There are a number of limitations of the current study that should be taken into account. First, and foremost, there was a small sample size comprised predominantly of women. Although a significant difference between the WL controls and the group treated with CBT on the measures of clinical perfectionism were found, the study may have been underpowered to detect smaller differences in other measures. Second, although the study controlled for the passage of time and the effects of repeated assessment by using a WL comparison group, the study lacked a comparison group to control for non-specific effects. Thus, it cannot be concluded that changes were specific to the intervention. Third, research is needed to establish whether the intervention has any impact on other aspects of perfectionism, including perfectionistic vulnerability. For example, correlational analyses would have allowed further examination of whether or not treatment reduced participants’ underlying vulnerability to engaging in perfectionist beliefs and behaviours. Finally, the study only assessed anxiety disorders and major depressive episodes and did not assess the degree of impairment to daily functioning caused by clinical perfectionism, or accompanying Axis I disorders, before treatment or afterwards. Including a measure of daily functioning would have supported clinical judgment that participants’ clinical perfectionism was causing a significant clinical problem as well as providing a further indication of the effectiveness of the intervention.

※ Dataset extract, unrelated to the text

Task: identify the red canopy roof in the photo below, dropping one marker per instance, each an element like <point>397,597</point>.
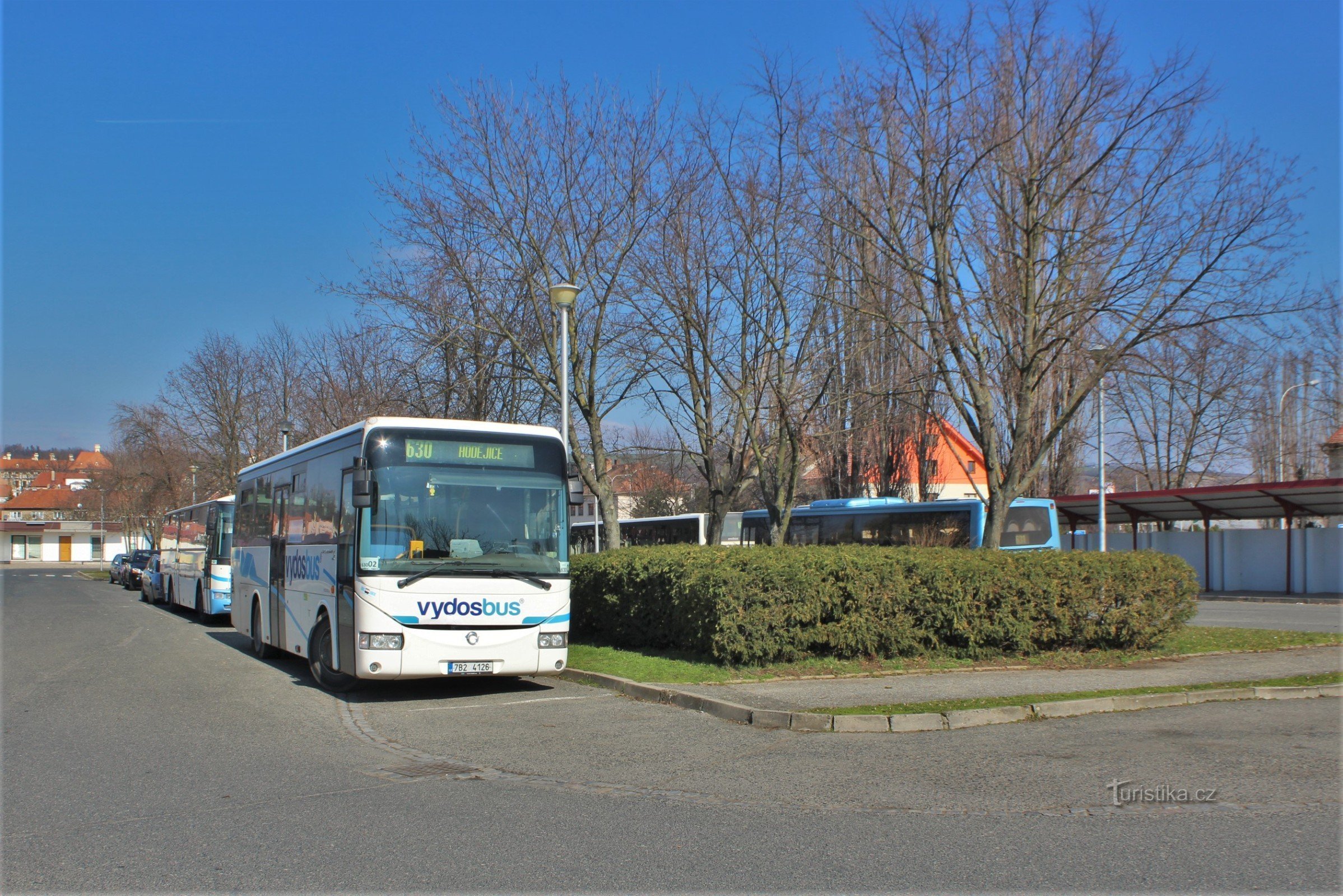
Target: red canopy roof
<point>1249,501</point>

In conclusion, this small randomised controlled trial provides preliminary data that a specific form of perfectionism (clinical perfectionism) that interferes with patient's functioning, can be reduced with a focused, brief intervention based on a clearly specified theory. Acceptability of the treatment was good with only one participant dropping out of treatment and an additional participant declining to complete the follow-up assessment. Given that the intervention is cognitive-behavioural and relatively brief, it could be used as an adjunct to existing cognitive-behavioural interventions when clinical perfectionism is proving to be a barrier to change, or as a stand-alone treatment for people with clinical perfectionism as their primary problem.

Acknowledgements

We are grateful to the Wellcome Trust for their support: CR is a Wellcome Prize Student (068609); RS is a Wellcome Research Career Development Fellow (063209); CGF is a Wellcome Principal Research Fellow (046386) and ML and ZC are also supported by the Trust (Grants 063209 and 046386, respectively). We are grateful to Helen Doll and the anonymous reviewers for helpful comments on an earlier version of this manuscript and to Dominic Glover for rating adherence to the protocol.

Footnotes

1

This design meant that for the final 16 week assessment for these individuals, the assessor was not blind to whether they had originally been in the WL condition.

2

This participant's change score on the CPQ was 20 compared with a mean change score of .44 for this group. It is likely that she completed the questionnaire incorrectly at her initial assessment.

3

Only 18/20 participants completed the eight and 16 week follow-up assessments. Of the two participants who did not, one met criteria for a major depressive disorder at post-treatment. The other participant was considered to have bipolar disorder (although not formally diagnosed with the SCID) that was unaffected by the intervention.